Der Gorilla war sein Markenzeichen

Von Andrea Weber

Eurasburg, 6.9.2016 – Der Landkreis Bad Tölz-Wolfratshausen trauert um einen seiner größten Künstler: Der Bildhauer Hans Kastler ist vergangene Woche im Alter von 85 Jahren gestorben. Der gebürtige Österreicher lebte und arbeitete als freischaffender Künstler seit fast einem halben Jahrhundert in Eurasburg. Seine großartigen Kunstwerke aus Gips, Metall, Bronze und Stein werden den rührigen Bildhauer mit seiner humorvollen Art in Erinnerung bewahren. Im Eurasburger Ortsteil Happerg wacht der große Bronze-Gorilla oben am Wiesenhang über Kastlers Kunst und über die Gemeinde. Er war sein Markenzeichen.
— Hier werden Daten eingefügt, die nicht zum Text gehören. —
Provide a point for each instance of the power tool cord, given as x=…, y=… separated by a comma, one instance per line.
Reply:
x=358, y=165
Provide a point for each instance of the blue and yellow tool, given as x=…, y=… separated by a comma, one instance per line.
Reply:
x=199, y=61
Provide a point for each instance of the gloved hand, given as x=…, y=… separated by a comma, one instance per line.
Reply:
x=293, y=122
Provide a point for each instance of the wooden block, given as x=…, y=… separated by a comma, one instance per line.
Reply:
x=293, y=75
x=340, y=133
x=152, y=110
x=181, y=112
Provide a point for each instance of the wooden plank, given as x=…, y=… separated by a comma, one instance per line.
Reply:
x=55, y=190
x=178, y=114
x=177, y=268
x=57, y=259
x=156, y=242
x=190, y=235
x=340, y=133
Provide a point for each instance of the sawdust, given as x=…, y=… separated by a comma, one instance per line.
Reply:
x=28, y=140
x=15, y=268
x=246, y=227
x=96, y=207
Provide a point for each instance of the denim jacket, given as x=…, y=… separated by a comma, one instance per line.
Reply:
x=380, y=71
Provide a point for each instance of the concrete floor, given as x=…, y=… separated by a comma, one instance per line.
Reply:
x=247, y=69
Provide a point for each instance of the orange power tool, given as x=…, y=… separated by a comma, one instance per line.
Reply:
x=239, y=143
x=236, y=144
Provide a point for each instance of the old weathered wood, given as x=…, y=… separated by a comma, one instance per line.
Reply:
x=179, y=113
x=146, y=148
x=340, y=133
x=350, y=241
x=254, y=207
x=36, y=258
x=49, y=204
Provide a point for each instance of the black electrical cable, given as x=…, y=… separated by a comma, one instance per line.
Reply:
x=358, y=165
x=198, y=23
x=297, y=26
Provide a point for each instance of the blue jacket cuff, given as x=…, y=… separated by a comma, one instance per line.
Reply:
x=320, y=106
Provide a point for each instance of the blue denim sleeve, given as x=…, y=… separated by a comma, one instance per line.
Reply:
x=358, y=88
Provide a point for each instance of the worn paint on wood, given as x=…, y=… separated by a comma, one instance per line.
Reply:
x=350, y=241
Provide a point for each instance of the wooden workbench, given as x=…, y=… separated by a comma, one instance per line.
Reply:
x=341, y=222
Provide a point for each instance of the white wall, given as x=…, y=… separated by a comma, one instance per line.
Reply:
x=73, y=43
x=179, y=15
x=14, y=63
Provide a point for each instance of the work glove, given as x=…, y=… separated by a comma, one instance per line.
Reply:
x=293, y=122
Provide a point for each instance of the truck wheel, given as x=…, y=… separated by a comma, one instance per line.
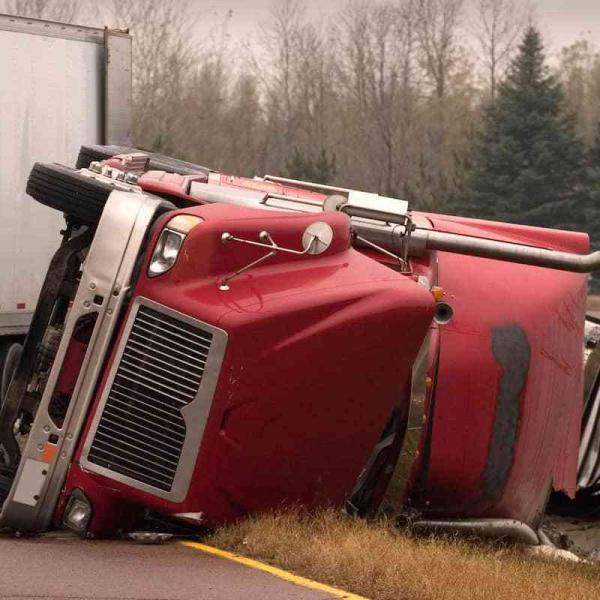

Bürgermeister Moritz Sappl ist erschüttert über die traurige Nachricht, denn erst kürzlich habe er den Künstler im AWO Seniorenzentrum Loisachtal in Benediktbeuern besucht, um mit ihm gemeinsam den neuen Flyer für den Skulpturenweg in Happerg abzustimmen. Seit seinem Schlaganfall 2014 lebte Kastler dort, kümmerte sich dennoch rührig bis zu seinem Tod um seine Kunstwerke, die ihm alles bedeuteten. „Es ist enorm, welche Kraft und Energie ihm seine Arbeit gab.“ Er habe ihn für seine künstlerische Fähigkeit und Ausdrucksstärke sehr bewundert, so Bürgermeister Moritz Sappl.  Seit 1969 lebte der gebürtige Österreicher in seinem Haus im Eurasburger Ortsteil Happerg. 2009 erfüllte sich Kastler einen Traum. Den Skulpturenweg am Wiesenhang vorm Atelier. Seither stehen dort „Florettfechter“ und der „Flurwächter“, insgesamt 20 verwegene Gesellen in monumentaler Größe aus Metall und Stein mit Ecken und Kanten, in sich beweglich oder starr, kubisch und bauchig.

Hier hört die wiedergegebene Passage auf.